New targets for antimalarial drug discovery

Francisco Guerra 1, Elizabeth A Winzeler 1
PMCID: PMC9934905  NIHMSID: NIHMS1866773  PMID: 36228458

Abstract

Phenotypic screening methods have placed numerous preclinical candidates into the antimalarial drug-discovery pipeline. As more chemically validated targets become available, efforts are shifting to target-based drug discovery. Here, we briefly review some of the most attractive targets that have been identified in recent years.

Introduction

Malaria remains a devastating disease, impacting 40% of the world’s population. Although vaccines have been licensed, which reduce the frequency and severity of malarial infections, their efficacy in preventing clinical disease is less than 40% in the 48+-month long-term period and those who develop disease still need to receive small-molecule treatment that remains the gold-standard approach to saving lives [1]. In addition, it is increasingly recognized that malaria chemoprophylaxis, alone or in combination with a malaria vaccine, can be effective at preventing severe malaria and decreasing the burden of the disease [2].
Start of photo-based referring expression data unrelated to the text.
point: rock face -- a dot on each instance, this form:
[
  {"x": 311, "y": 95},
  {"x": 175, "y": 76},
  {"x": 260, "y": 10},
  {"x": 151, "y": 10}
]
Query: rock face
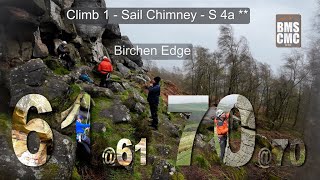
[
  {"x": 123, "y": 70},
  {"x": 118, "y": 113},
  {"x": 95, "y": 91},
  {"x": 123, "y": 42},
  {"x": 59, "y": 165},
  {"x": 35, "y": 77}
]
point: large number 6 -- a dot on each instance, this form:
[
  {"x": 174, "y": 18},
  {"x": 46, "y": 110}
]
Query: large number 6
[{"x": 21, "y": 129}]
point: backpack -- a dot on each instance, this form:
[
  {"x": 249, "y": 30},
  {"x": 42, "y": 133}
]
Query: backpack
[{"x": 85, "y": 78}]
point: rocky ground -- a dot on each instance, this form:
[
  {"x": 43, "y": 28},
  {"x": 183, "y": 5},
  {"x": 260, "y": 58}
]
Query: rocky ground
[{"x": 30, "y": 32}]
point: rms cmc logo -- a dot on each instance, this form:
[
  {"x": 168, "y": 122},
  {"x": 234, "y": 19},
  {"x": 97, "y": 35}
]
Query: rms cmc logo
[{"x": 288, "y": 30}]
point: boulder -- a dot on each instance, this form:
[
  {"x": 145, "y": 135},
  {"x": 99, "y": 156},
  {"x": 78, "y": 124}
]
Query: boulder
[
  {"x": 115, "y": 87},
  {"x": 124, "y": 42},
  {"x": 92, "y": 51},
  {"x": 59, "y": 165},
  {"x": 96, "y": 91},
  {"x": 34, "y": 77},
  {"x": 40, "y": 50},
  {"x": 112, "y": 31},
  {"x": 15, "y": 19},
  {"x": 123, "y": 70},
  {"x": 117, "y": 112},
  {"x": 98, "y": 127}
]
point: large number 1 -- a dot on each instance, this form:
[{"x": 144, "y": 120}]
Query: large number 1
[{"x": 21, "y": 129}]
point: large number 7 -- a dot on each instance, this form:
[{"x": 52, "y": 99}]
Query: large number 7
[{"x": 197, "y": 106}]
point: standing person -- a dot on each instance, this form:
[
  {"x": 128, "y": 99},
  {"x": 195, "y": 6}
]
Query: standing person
[
  {"x": 221, "y": 122},
  {"x": 153, "y": 99},
  {"x": 80, "y": 130},
  {"x": 105, "y": 68},
  {"x": 64, "y": 54}
]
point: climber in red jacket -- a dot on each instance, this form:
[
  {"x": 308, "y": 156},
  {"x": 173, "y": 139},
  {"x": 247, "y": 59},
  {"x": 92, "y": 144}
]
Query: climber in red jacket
[{"x": 105, "y": 69}]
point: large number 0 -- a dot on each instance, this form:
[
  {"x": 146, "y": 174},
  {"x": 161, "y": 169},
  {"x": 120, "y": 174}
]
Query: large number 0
[
  {"x": 248, "y": 127},
  {"x": 21, "y": 129}
]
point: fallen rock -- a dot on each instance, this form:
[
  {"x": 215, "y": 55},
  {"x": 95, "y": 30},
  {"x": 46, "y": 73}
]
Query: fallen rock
[{"x": 124, "y": 42}]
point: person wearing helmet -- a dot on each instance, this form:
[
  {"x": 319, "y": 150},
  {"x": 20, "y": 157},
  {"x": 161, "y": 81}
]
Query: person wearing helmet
[
  {"x": 153, "y": 99},
  {"x": 80, "y": 130},
  {"x": 105, "y": 69},
  {"x": 221, "y": 122},
  {"x": 64, "y": 54}
]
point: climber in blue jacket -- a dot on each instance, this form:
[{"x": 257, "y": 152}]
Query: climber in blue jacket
[{"x": 80, "y": 130}]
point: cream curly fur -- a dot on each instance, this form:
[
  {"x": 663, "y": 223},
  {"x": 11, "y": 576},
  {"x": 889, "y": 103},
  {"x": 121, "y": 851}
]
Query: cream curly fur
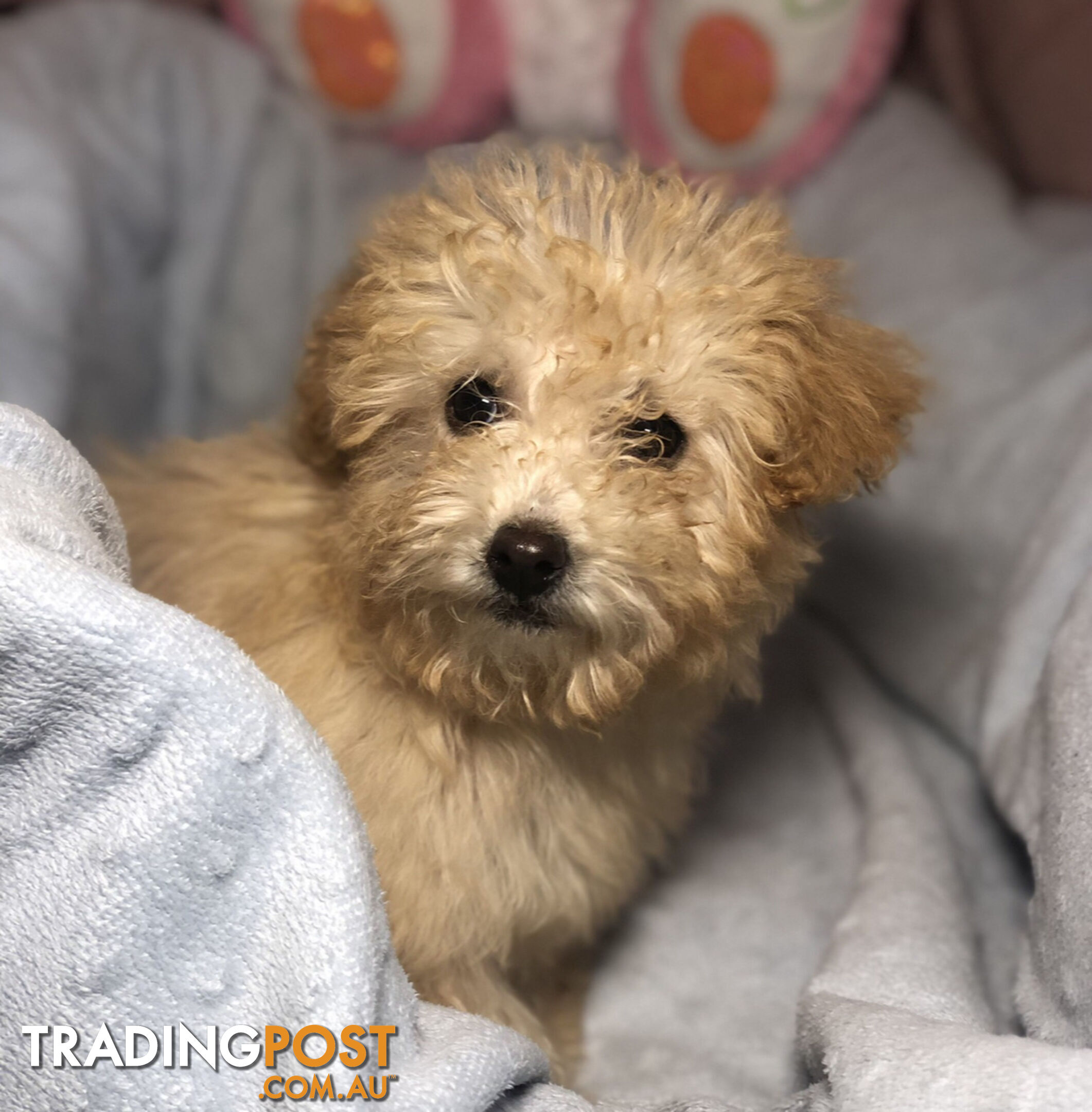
[{"x": 517, "y": 783}]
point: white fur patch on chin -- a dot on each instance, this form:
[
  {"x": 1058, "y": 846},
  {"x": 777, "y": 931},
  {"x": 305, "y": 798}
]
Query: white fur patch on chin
[{"x": 565, "y": 64}]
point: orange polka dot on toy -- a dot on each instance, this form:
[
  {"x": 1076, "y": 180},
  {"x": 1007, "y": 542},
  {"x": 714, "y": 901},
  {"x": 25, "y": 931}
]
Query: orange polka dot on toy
[
  {"x": 353, "y": 51},
  {"x": 728, "y": 78}
]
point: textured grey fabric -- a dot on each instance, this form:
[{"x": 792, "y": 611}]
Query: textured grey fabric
[{"x": 849, "y": 894}]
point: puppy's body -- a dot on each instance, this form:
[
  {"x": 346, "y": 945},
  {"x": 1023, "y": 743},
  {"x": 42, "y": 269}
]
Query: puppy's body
[
  {"x": 604, "y": 371},
  {"x": 502, "y": 846}
]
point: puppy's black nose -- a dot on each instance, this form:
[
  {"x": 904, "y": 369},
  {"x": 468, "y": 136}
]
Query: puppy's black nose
[{"x": 526, "y": 562}]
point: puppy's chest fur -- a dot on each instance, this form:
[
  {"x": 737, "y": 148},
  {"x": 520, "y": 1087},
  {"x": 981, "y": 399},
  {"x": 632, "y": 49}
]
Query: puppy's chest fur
[{"x": 493, "y": 841}]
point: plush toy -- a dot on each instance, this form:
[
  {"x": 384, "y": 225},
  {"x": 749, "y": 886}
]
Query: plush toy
[{"x": 760, "y": 88}]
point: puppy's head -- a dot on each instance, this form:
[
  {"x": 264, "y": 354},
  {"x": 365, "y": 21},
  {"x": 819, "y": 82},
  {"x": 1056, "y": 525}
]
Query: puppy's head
[{"x": 573, "y": 413}]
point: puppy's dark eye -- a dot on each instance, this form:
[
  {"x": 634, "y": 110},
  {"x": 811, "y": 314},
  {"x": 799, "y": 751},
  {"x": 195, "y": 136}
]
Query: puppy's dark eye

History of antimalarial drug discovery

In the face of emerging resistance to frontline antimalarial drugs, great progress has been made in filling the anti-malarial drug-discovery pipeline with new candidate molecules. However, at this stage, most of the later candidates have come from modifications to existing scaffolds or from phenotypic screening approaches. Given the expected attrition, it is important to keep the early discovery pipeline full. As much of the low-hanging fruit has been plucked from libraries that have been tested for whole-cell antimalarial activity and researchers are looking to take advantage of new technologies, such as cryoEM, for solving structures and a host chemically validated drug targets have now been discovered and to further explore target-enabled drug discovery. Target-based drug discovery, which includes structure-enabled drug discovery, is attractive because it is possible to better refine compounds and to increase potency and selectivity.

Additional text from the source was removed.